The Complex Sale: Value Your Customer and Your Expertise
If you're in sales, you have probably encountered this scenario. You're trying to convince a potential customer that your great products or services will solve their most pressing problems. To prove the point, you explain precisely how your solution will work. Mr. Potential Customer listens carefully, asks many questions and takes copious notes.
Everything seems to be running smoothly. The customer nods and says all the right things, and you leave convinced that the sale is in the bag. The problem is, when you call to close the sale, Mr. PC is nowhere to be found. Later, you hear that he has decided to buy from your top (and less expensive) competitor.
Frustrated, you find yourself asking, "Where did I go wrong? Why didn't I see it coming?" You realize you've fallen prey to an all-too-common trap: unpaid consulting.
Unpaid consulting potentially starts when we start defining the customer's problem and it certainly starts when we cross the line and begin explaining the solution. When we start defining problems and designing solutions, we start delivering valuable information and we start becoming unpaid consultants.

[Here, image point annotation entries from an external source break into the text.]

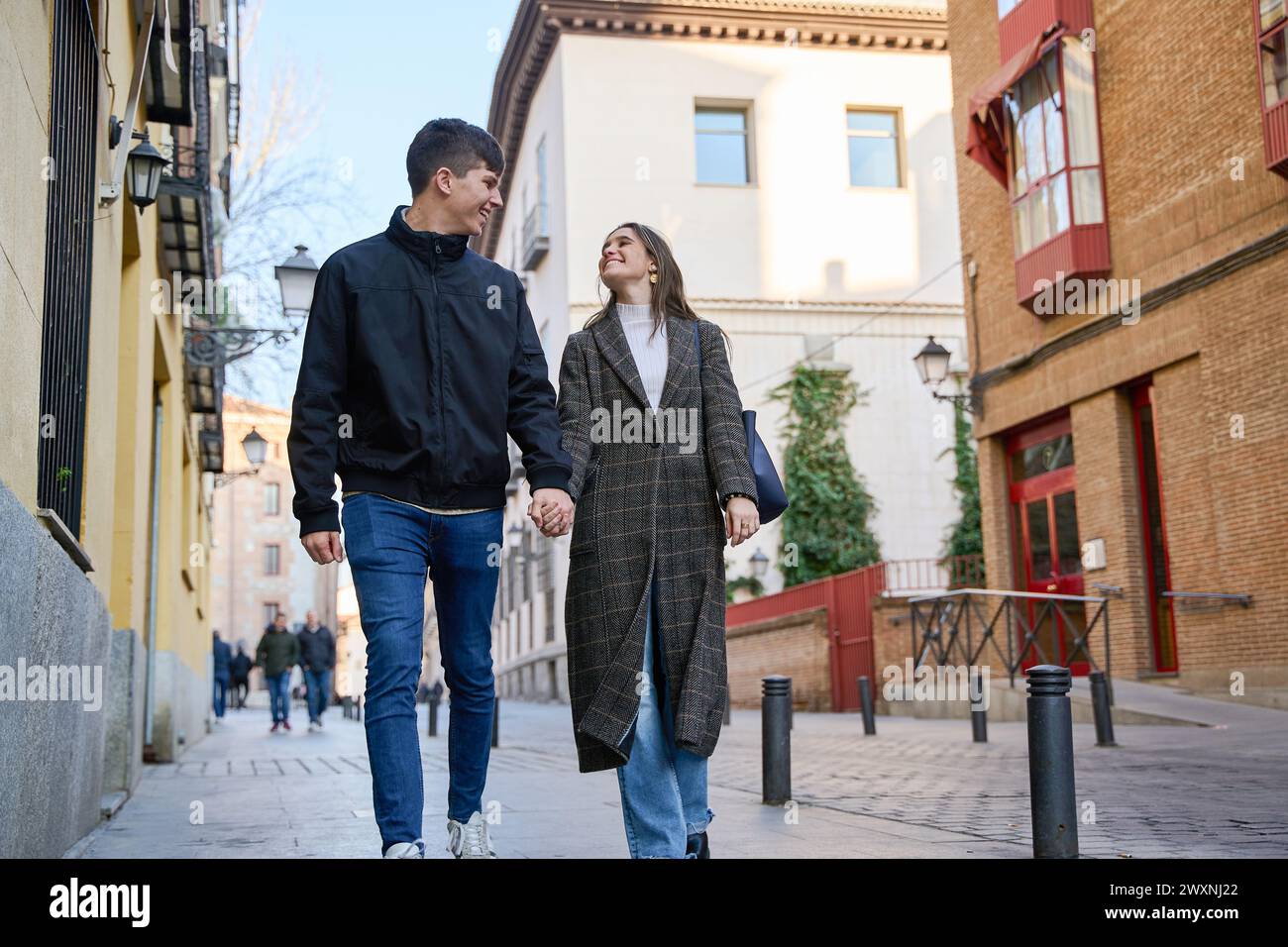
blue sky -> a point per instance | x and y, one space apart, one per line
384 68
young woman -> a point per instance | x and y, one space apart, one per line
644 612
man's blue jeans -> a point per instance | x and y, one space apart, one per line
390 547
318 682
279 694
664 789
220 693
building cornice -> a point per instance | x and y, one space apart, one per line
537 26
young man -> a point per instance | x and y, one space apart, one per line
420 357
317 659
277 654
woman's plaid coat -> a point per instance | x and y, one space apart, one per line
648 513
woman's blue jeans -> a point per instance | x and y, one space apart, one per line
664 789
390 548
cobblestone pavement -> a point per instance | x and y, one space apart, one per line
918 789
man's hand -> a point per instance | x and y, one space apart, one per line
742 519
552 510
323 547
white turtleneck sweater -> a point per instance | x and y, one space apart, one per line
649 354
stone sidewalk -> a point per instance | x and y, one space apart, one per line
919 789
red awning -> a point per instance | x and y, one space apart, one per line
984 138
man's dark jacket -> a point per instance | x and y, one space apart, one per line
277 651
419 359
317 648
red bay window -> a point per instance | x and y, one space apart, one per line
1271 26
1035 128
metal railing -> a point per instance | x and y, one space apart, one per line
961 626
932 575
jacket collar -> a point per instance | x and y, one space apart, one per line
430 248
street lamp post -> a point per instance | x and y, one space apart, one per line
932 364
219 346
257 450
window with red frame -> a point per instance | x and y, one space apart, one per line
1054 147
1273 43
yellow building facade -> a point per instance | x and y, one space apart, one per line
108 433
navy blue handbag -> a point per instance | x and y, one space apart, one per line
772 499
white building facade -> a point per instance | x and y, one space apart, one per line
799 158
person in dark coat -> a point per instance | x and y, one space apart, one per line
240 676
223 656
277 654
645 600
317 659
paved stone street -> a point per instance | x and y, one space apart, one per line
918 789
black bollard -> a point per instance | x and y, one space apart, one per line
978 714
776 740
870 720
1055 808
1100 709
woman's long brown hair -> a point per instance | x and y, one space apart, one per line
668 296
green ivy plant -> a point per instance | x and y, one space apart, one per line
825 526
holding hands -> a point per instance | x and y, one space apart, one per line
552 510
742 519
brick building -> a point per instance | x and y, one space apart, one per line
1132 442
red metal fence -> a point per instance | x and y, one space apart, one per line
848 599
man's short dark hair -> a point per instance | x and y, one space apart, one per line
451 144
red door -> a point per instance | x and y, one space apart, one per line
1044 522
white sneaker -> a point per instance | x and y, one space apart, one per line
406 849
469 840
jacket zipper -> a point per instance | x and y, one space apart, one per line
438 368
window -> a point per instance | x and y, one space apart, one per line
1274 51
722 151
69 211
874 144
1054 147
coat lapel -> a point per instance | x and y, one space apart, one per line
681 356
617 352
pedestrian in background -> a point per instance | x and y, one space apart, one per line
223 656
317 659
240 674
277 654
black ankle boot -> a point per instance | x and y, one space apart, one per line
698 845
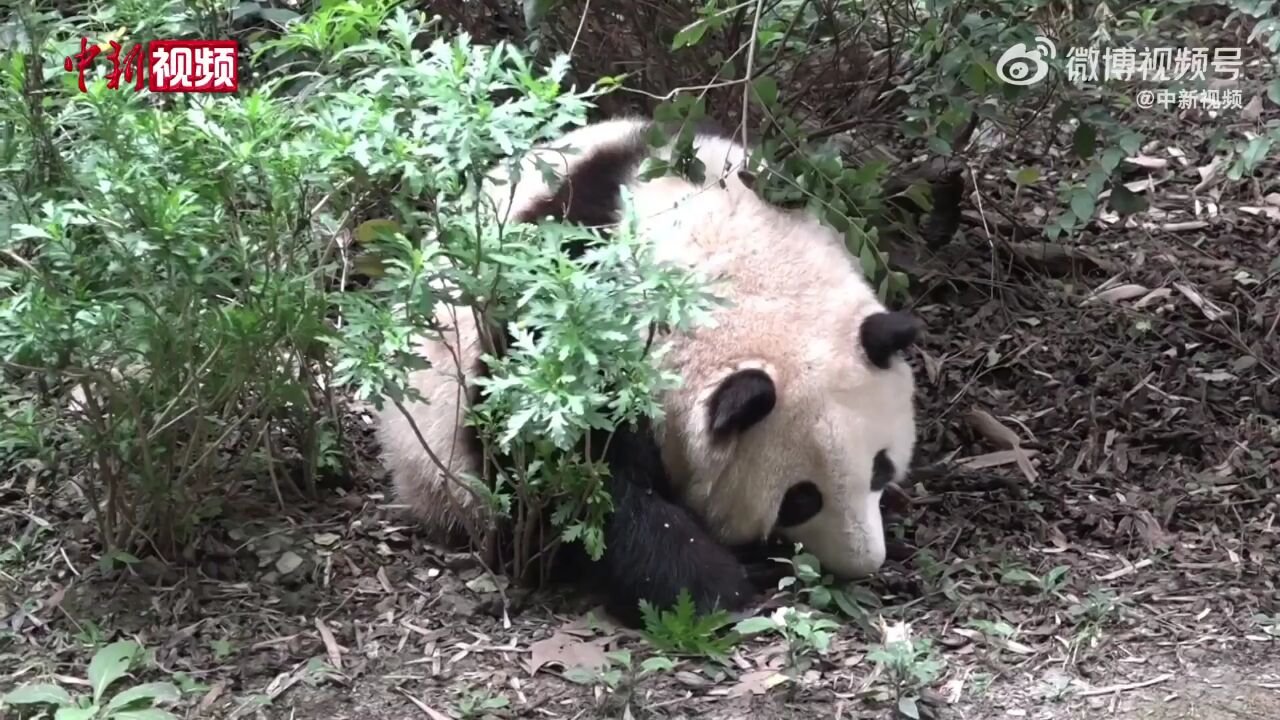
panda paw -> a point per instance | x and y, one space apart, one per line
707 570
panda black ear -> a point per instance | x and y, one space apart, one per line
740 401
885 333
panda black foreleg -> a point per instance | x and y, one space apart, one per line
654 547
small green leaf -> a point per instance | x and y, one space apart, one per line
1084 141
1127 201
658 664
753 625
110 664
620 656
976 78
22 231
279 16
42 693
369 231
152 692
1025 176
77 712
766 90
1083 204
1111 158
145 714
535 10
690 35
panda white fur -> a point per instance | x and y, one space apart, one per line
795 410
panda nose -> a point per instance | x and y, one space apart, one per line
856 566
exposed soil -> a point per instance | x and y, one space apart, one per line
1132 440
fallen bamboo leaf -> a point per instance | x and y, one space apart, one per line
993 429
1203 304
567 652
1120 292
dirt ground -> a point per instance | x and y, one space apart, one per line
1092 529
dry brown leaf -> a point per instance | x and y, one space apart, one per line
1024 464
1252 112
995 459
1121 292
430 711
1159 294
993 429
758 682
1203 304
1014 646
1148 162
567 652
330 645
1266 210
1208 174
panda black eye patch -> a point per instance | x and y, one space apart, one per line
801 502
743 400
882 472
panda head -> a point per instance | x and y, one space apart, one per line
796 406
817 452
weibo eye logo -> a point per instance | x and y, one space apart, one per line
1025 65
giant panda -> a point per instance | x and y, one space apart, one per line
795 409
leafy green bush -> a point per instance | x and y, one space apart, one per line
108 666
178 288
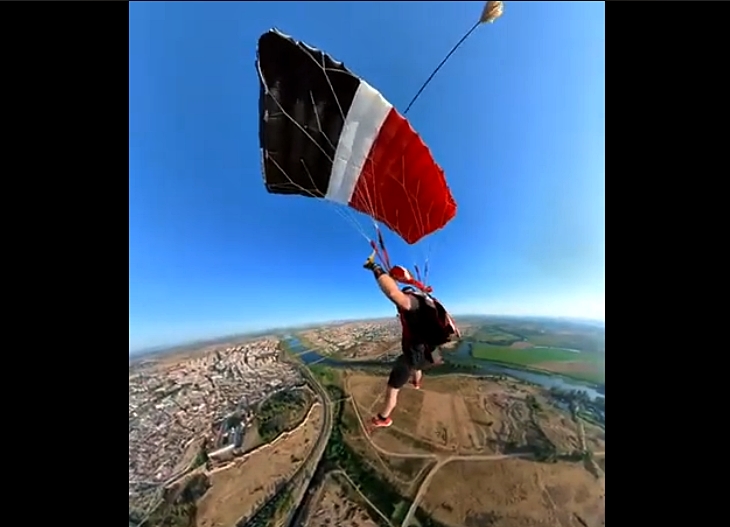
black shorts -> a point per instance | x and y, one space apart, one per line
403 366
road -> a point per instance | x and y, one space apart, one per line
318 449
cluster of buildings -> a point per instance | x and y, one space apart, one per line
337 339
172 410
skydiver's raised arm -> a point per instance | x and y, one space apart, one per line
390 288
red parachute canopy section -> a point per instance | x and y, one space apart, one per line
326 133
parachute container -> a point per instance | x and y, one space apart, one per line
326 133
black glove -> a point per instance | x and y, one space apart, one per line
371 265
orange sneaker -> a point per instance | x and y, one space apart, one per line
378 422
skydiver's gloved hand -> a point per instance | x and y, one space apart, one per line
371 265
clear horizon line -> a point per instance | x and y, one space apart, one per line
213 339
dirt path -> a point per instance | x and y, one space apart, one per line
440 461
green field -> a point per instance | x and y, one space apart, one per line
585 366
526 356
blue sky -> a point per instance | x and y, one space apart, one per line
515 118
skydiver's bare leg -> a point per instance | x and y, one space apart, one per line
390 402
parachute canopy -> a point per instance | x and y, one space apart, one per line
326 133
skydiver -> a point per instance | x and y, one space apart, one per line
425 326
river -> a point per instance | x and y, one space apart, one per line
461 356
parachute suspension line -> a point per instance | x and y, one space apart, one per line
492 11
434 72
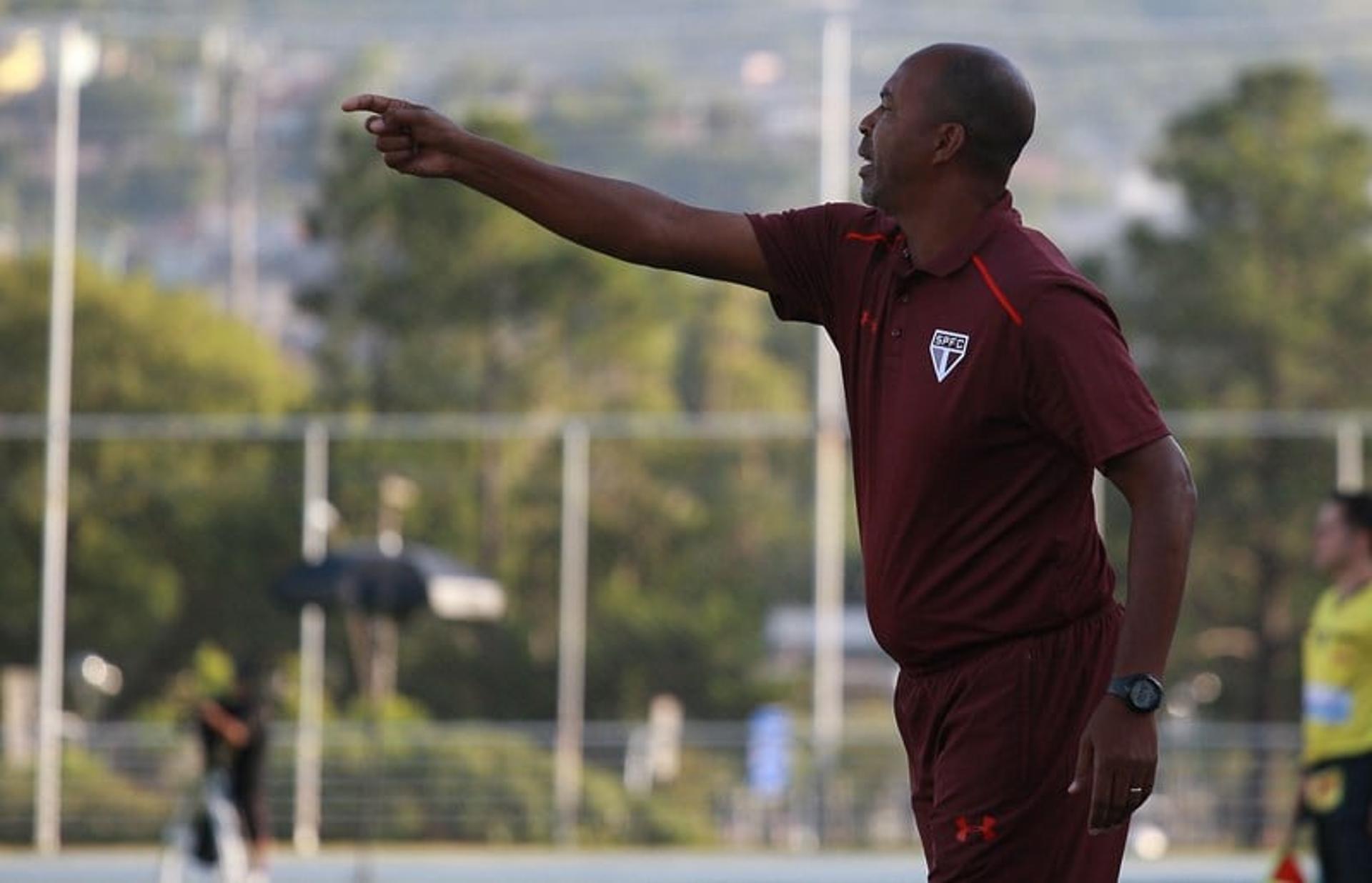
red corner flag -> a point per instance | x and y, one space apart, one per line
1287 871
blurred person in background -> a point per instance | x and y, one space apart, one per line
985 380
1337 669
234 734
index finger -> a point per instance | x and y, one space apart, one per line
368 101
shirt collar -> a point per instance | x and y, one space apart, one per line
955 255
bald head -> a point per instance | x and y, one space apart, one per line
987 95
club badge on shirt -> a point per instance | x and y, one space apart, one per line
948 350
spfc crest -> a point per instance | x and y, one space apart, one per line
947 350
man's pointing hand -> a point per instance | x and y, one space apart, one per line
411 137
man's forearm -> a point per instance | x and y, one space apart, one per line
1160 546
614 217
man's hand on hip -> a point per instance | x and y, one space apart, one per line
411 137
1117 760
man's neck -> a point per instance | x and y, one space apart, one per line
944 217
1353 579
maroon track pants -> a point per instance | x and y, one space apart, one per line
993 747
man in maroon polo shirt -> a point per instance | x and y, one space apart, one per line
985 380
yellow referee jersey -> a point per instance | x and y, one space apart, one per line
1338 678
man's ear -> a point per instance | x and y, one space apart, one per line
948 141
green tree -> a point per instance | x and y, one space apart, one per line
1258 302
447 302
171 543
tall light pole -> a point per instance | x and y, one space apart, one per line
830 436
571 632
77 56
309 734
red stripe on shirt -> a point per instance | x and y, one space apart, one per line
991 283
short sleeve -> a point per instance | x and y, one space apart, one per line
799 246
1083 386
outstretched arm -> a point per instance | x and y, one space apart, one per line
614 217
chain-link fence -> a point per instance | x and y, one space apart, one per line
494 784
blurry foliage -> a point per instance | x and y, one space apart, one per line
444 301
113 807
159 529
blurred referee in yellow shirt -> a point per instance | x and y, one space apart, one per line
1338 693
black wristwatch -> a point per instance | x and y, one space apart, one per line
1142 693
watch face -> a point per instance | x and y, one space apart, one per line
1145 696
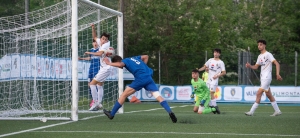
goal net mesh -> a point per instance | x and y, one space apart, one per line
35 62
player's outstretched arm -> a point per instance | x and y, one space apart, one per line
145 58
99 53
203 68
278 77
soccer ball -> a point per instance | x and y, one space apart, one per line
110 52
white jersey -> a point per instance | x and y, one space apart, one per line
103 48
215 67
265 60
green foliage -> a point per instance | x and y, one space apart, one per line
183 30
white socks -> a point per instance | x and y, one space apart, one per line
275 106
253 108
94 92
100 93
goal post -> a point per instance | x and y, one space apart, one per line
40 74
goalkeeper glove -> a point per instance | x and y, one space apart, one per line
192 95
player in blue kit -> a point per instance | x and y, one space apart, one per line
94 66
142 79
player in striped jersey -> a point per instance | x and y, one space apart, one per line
94 66
265 60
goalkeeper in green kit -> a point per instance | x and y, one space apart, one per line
203 95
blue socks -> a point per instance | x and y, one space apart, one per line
165 105
115 109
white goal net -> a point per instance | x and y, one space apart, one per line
36 61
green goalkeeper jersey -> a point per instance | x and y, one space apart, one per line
200 88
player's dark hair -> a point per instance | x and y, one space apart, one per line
195 70
105 34
217 50
262 41
116 58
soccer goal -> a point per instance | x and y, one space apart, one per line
40 75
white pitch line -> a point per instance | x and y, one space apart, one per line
53 125
180 133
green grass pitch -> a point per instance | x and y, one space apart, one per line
149 120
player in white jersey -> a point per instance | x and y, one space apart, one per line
216 69
265 60
103 73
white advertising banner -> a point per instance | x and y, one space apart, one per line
16 65
289 94
233 93
63 69
183 92
250 93
23 66
33 66
28 65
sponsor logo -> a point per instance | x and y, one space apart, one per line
286 94
166 92
252 93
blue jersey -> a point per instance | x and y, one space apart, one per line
95 63
137 67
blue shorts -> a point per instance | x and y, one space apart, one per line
145 82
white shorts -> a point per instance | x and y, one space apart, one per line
211 88
265 84
102 74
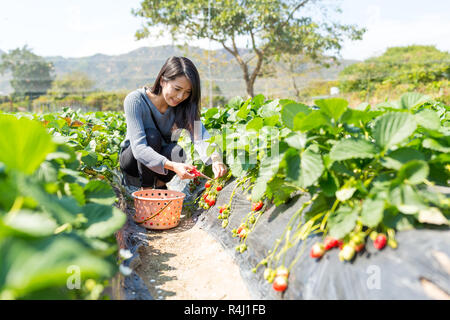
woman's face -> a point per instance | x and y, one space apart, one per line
176 91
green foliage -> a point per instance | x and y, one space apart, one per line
365 169
57 210
31 74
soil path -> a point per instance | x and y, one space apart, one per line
184 263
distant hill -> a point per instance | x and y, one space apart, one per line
141 66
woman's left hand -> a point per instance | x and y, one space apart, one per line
219 169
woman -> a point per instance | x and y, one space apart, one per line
153 116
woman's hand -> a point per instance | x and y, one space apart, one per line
182 170
219 169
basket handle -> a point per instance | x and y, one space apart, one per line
155 213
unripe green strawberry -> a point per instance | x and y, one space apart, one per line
282 271
380 241
242 226
392 243
317 250
347 253
373 235
242 248
279 284
267 273
330 243
224 223
243 233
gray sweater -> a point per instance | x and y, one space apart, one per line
139 120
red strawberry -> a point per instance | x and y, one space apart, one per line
380 241
242 226
257 206
279 283
330 243
359 247
347 253
243 233
282 272
317 250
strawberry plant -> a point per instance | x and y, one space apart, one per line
367 170
55 217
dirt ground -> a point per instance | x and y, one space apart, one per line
187 263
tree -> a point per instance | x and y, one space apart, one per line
31 74
398 65
72 83
273 27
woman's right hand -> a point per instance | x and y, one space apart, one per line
182 170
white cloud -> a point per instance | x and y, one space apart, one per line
382 33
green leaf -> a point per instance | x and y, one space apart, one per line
372 212
99 192
235 102
272 121
268 168
31 265
428 119
210 113
296 140
243 111
333 108
24 143
397 158
255 124
270 109
393 128
63 209
353 149
305 169
406 199
432 215
89 158
356 117
36 224
76 191
103 220
289 111
414 172
314 120
279 191
435 144
345 193
329 184
412 100
342 222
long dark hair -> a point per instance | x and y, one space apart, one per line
187 111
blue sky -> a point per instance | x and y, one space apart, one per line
76 28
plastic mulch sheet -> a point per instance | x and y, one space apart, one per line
373 274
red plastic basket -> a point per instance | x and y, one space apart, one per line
158 209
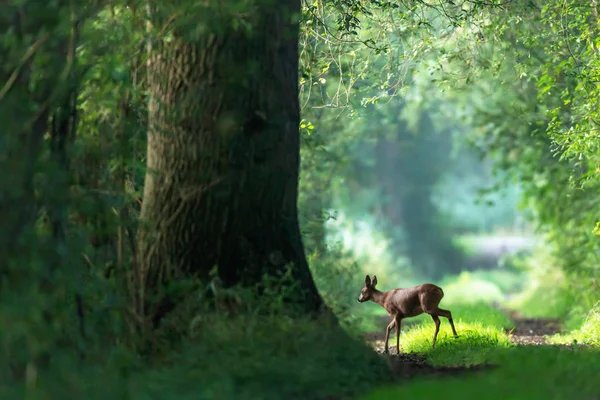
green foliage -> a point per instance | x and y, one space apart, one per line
474 345
527 373
480 328
242 357
588 333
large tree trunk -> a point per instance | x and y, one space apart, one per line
223 151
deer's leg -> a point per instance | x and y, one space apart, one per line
398 322
387 334
436 319
448 314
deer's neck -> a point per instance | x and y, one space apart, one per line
379 297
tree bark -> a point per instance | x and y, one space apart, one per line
223 152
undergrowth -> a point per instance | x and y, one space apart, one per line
588 333
522 373
480 328
244 357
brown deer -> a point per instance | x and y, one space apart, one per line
406 303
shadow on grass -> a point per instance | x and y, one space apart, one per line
528 373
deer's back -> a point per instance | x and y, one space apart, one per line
413 301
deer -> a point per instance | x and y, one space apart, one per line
409 302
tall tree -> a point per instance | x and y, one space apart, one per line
223 148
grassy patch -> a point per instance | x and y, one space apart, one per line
473 346
527 373
589 333
480 328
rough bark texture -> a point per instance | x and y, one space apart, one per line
223 152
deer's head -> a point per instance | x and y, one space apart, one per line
367 292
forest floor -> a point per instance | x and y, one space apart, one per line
404 366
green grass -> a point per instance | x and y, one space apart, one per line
527 373
473 346
480 328
588 333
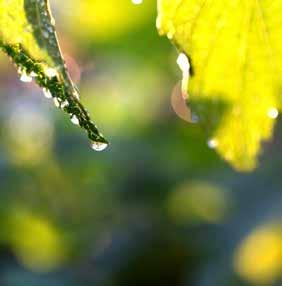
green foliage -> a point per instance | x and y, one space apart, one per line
28 37
235 51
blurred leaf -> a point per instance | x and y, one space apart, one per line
235 54
28 37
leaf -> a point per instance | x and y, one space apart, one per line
235 52
28 37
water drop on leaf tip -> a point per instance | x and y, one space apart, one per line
99 146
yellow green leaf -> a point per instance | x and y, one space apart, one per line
28 37
235 53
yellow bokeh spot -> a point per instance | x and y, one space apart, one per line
36 242
258 258
102 20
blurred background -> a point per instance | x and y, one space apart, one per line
158 207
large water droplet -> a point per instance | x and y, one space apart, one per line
99 146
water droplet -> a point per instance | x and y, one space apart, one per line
50 72
184 65
99 146
56 102
25 77
194 118
76 94
65 104
212 143
45 34
33 74
272 113
47 93
74 120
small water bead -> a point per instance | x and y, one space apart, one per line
194 118
184 65
64 104
47 93
50 72
24 77
273 113
45 34
56 102
33 74
137 2
212 143
74 120
99 146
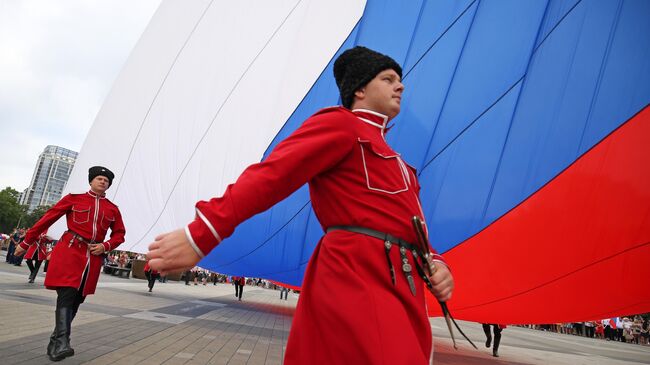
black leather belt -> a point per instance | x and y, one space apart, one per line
76 236
389 240
376 234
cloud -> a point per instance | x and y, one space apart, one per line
58 61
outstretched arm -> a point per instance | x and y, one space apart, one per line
318 145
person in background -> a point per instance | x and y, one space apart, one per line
36 254
151 275
78 256
496 328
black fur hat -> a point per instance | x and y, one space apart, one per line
95 171
358 66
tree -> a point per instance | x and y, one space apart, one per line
10 211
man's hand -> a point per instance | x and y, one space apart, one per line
97 249
19 251
442 281
172 252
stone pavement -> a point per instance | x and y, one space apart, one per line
177 324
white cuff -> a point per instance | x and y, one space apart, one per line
196 248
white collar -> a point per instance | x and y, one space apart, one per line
383 117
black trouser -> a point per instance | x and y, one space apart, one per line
152 279
497 335
239 289
10 253
33 266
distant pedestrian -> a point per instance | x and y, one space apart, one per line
151 275
496 328
35 255
239 286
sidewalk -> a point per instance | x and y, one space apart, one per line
177 324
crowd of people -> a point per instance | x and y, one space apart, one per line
631 329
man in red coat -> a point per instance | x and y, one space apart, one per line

In past decades, this was not a monumental issue. Generally, there was limited competition in complex sales. If you determined the customer's problem and designed a unique and valuable solution, the sale was almost guaranteed and the salesperson was rewarded for his or her "free" consulting effort. Today, there is an ever-increasing proliferation of competitors in complex sales, and once a solution is designed, the customer can easily shop it to the competition.
Why the change? It is the combination of the technology explosion, expansion of communications and proliferation of competitors our world has experienced in the past decade or so. Simply put, no matter how sophisticated your products and services are, chances are there are numerous competitors offering the same thing. And because geographic location is no longer a critical factor—in large part because of the advent of the Internet—a manufacturer in New York can access a supplier in Los Angeles (or in China, for that matter) just as easily as it can the one across the street.
Systemic solution
So what's a sales professional to do? In today's complex business arena, there are no simple "band-aid" solutions. What is required is a systemic approach to an environment characterized by long sales cycles, multiple decision-makers and numerous perspectives that may cross national and cultural borders.
Traditional selling approaches suggest that the most important step to the sale is the presentation. In fact, presenting your solution in great detail is exactly the "unpaid consulting" we don't want to do. The real challenge is presenting a solution to the customer's problems before you clearly understand what those problems are—and more to the point, before the customer fully comprehends the problem.
While most salespeople devote the majority of their face-to-face time presenting and handling objections, the most successful salespeople spend the majority of their time collaborating with customers, diagnosing their situation, designing or creating a desired solution and building their resolve to actively solve the problem. That begs the questions, "How much information should you give away?" and "When should you consider charging for your advice?"
Medical model
Consider a doctor. Let me suggest that the doctor does a preliminary diagnosis at no charge. It takes 15 minutes and during the preliminary diagnosis, the doctor identifies physical symptoms. These symptoms indicate a larger condition that must be understood before an accurate diagnosis can be completed. The doctor connects the need for additional tests with these symptoms, and the potential risk of not clarifying the situation is discussed. The doctor then recommends that the patient take the tests and explains the additional fees for the tests.
This provides an excellent model for sales professionals. We can determine what our first stage or preliminary diagnosis will consist of. There will be no charge. During the preliminary diagnosis, we will determine what physical symptoms we should look for that tell us our customer is at risk without the in-depth diagnosis. One of the risks could be making the wrong decision. There is also the risk of doing nothing and having the problem still exist. Call the in-depth diagnosis Stage 2, and you can charge for the diagnosis.
Also consider that charging for the diagnosis doesn't have to mean an exchange of currency. Charging could be an exchange of value. For example, access. You could consider that access to an executive's time for a diagnosis is extremely valuable to your ability to create an accurate diagnosis. Therefore, an exchange of time is all that is required to "pay for" the exam.
The next question is, "What if my competitors do the exam for no charge?" That would be great. The natural perception is that if you charge for your assessment, it must be more thorough—and it is. Consider the assessment a new offering of your services. The customer who receives the results of the assessment is in a better position to make a final decision and will be highly biased toward choosing you for the final solution. Why? Because you understand the situation better than anyone else, and who better to assure the solution works?
Clearly, the role of the salesperson has changed dramatically. The often-ignored reality is that customers need outside expertise to help them understand the problems they face, design optimal solutions to those problems and implement the solutions. It is up to you to provide the help your customers need. See yourself as a project manager for your customer's decision. That is the secret behind succeeding at the complex sale.